静かな学会会場。
整然と並ぶポスターの前を、研究者たちがゆっくりと歩いていく。
ホールの一角に展示された一枚のポスターが、ひときわ目を引いた。
青みがかった照明の下、落ち着いた色調が静かに際立つ。
的確に配置された図表と簡潔な文章が、
研究の核心を端的に伝えていた。
「これは興味深いですね。」
立ち止まった研究者が、ポスターの細部を目で追いながらつぶやく。
その声に応えるように、発表者が一歩、前へと進み出る。
「このデータが示すのは、従来の仮説とは異なる傾向です。

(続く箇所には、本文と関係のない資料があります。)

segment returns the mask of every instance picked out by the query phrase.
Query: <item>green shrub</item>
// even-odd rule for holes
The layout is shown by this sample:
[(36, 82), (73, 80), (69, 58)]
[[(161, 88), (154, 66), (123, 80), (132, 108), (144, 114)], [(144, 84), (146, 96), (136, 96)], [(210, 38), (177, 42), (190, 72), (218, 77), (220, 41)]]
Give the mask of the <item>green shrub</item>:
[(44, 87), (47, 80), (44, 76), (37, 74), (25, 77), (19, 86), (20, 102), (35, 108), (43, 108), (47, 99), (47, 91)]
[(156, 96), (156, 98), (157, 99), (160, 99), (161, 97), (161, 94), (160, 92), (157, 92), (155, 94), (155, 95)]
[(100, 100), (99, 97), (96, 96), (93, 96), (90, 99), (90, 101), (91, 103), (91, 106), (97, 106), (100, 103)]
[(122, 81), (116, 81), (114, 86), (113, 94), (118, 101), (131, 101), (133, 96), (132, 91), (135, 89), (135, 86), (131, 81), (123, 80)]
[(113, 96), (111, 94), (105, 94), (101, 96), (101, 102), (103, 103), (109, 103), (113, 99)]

」
指先がグラフをなぞり、その動きを追うように、視線が交錯する。
短い沈黙のあと、さらに深い議論が始まった。
ポスターに記された一つひとつの言葉が、知の架け橋となる。
研究室で積み重ねた試行錯誤が、今、目の前の誰かに届こうとしている。
人の流れは、次のポスターへと移っていく。
それでも、一度交わした言葉と視線は、静かに記憶の中に残る。
学会が終わり、発表者はポスターを丁寧に丸める。
指先に伝わる紙の手触りと、そこに込めた時間の重み。
学会ポスターは、ただの紙ではない。
それは、知の鼓動が刻まれた、一つの証だった。